Unfortunately, the heroine was called Ima.

“My grandfather Stinson lived 15 miles from Mineola and news traveled slowly,” she wrote later. “When he learned of his granddaughter’s name he came trotting to town as fast as he could to protest but it was too late. The christening had taken place, and Ima I was to remain.”

Contrary to local legends, she did not have a sister named Ura.

So Be It

Eleva, Wisconsin, was supposed to be named New Chicago.

But workers painted the letters ELEVA on a local grain elevator and had to stop there when winter fell.

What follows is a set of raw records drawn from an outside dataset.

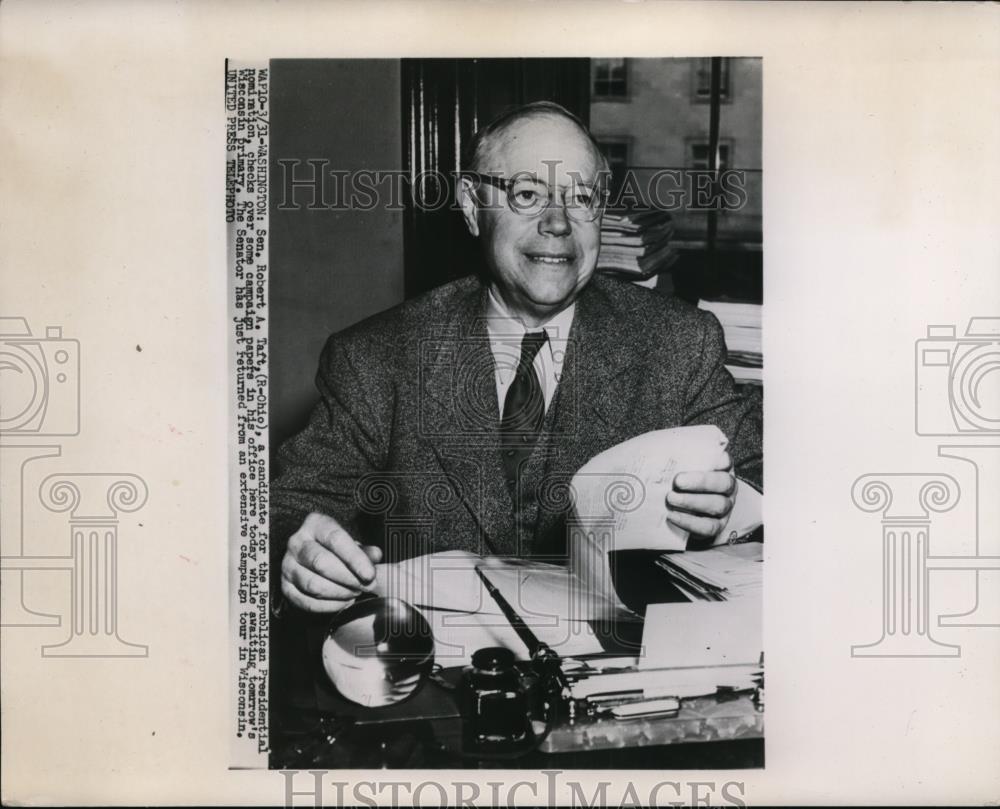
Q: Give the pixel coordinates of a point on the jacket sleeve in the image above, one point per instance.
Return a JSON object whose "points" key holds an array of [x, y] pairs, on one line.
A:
{"points": [[319, 468], [713, 398]]}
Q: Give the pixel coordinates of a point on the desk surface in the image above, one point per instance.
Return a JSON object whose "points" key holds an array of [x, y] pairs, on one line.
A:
{"points": [[311, 726], [320, 729]]}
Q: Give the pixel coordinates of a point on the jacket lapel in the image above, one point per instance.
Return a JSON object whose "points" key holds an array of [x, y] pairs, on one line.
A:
{"points": [[460, 420]]}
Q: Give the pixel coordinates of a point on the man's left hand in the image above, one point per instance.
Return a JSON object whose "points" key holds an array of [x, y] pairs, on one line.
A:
{"points": [[701, 501]]}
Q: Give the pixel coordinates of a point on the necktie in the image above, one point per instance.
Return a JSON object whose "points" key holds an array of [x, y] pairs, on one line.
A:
{"points": [[523, 409]]}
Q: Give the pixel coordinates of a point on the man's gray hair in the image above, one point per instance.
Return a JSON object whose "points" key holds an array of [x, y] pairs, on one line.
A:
{"points": [[481, 141]]}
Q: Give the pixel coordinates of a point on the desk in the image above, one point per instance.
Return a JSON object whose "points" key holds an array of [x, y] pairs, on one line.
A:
{"points": [[312, 727]]}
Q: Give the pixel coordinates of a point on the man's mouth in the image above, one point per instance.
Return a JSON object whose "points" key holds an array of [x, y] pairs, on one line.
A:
{"points": [[549, 258]]}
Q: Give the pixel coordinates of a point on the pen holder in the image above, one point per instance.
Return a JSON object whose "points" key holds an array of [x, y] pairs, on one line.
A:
{"points": [[496, 701]]}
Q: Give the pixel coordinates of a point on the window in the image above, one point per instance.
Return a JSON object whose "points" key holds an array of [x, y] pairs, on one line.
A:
{"points": [[616, 152], [610, 78], [703, 79], [698, 155]]}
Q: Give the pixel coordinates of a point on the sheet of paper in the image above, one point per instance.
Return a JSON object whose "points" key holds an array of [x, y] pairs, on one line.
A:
{"points": [[457, 635], [626, 486], [702, 633], [444, 580], [619, 502], [548, 594]]}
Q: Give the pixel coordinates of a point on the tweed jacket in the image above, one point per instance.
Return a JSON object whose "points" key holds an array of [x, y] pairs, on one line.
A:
{"points": [[403, 448]]}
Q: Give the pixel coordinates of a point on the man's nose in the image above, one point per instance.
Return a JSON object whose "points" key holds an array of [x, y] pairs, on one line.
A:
{"points": [[553, 220]]}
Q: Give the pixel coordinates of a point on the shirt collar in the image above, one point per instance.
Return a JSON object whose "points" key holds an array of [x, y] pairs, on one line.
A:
{"points": [[501, 324]]}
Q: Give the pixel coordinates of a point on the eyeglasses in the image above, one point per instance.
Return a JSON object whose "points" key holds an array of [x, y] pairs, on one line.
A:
{"points": [[529, 196]]}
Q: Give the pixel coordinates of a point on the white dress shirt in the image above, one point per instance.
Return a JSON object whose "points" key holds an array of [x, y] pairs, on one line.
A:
{"points": [[506, 332]]}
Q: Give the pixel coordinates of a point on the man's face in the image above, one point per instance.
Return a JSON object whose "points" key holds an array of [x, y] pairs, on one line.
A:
{"points": [[539, 264]]}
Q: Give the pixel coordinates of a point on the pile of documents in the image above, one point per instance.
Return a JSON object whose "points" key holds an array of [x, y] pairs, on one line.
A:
{"points": [[741, 326], [636, 245], [720, 574]]}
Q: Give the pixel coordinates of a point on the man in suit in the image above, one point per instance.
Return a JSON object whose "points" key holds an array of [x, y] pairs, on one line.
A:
{"points": [[455, 420]]}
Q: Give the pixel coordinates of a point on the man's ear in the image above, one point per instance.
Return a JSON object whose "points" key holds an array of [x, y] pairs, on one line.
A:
{"points": [[470, 205]]}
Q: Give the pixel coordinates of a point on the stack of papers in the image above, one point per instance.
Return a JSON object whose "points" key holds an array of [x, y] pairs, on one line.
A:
{"points": [[636, 245], [720, 574], [741, 327]]}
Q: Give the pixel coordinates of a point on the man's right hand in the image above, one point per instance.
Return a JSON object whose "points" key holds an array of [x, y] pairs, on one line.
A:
{"points": [[324, 569]]}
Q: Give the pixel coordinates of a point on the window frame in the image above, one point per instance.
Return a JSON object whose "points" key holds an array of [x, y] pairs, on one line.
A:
{"points": [[615, 99]]}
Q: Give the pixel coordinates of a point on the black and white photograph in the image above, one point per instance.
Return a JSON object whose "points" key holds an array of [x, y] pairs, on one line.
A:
{"points": [[385, 391], [516, 423]]}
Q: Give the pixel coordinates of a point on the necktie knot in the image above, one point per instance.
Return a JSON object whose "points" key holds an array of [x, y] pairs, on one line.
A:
{"points": [[531, 344]]}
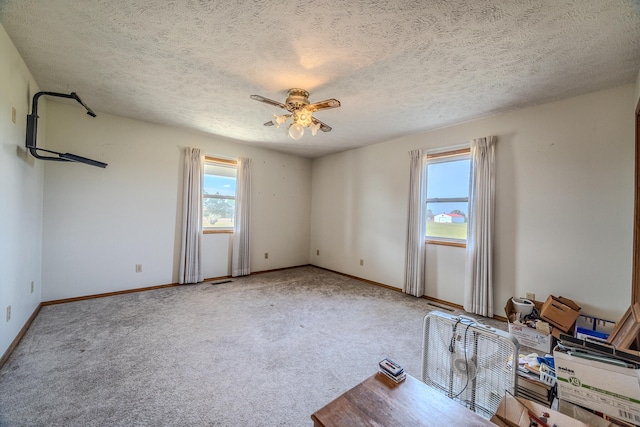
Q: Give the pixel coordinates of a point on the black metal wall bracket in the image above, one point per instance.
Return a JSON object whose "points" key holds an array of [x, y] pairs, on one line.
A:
{"points": [[32, 133]]}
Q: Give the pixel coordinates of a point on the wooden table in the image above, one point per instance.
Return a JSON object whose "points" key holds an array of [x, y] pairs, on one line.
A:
{"points": [[378, 401]]}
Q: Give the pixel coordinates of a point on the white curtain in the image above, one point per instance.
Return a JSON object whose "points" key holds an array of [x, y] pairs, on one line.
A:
{"points": [[478, 289], [414, 275], [190, 258], [240, 260]]}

Travelers assumed that was the name of the village, and now it is.

Home for Good

A weird story clings to the ruins of Minster Lovel Manor House, Oxfordshire, the ancient seat of the Lords Lovel. After the battle of Stoke, Francis, the last Viscount, who had sided with the cause of Simnel against King Henry VII., fled back to his house in disguise, but from the night of his return was never seen or heard of again, and for nearly two centuries his disappearance remained a mystery. In the meantime the manor house had been dismantled and the remains tenanted by a farmer; but a strange discovery was made in the year 1708. A concealed vault was found, and in it, seated before a table, with a prayer-book lying open upon it, was the entire skeleton of a man. In the secret chamber were certain barrels and jars which had contained food sufficient to last perhaps some weeks; but the mansion having been seized by the King, soon after the unfortunate Lord Lovel is supposed to have concealed himself, the probability is that, unable to regain his liberty, the neglect or treachery of a servant or tenant brought about this tragic end.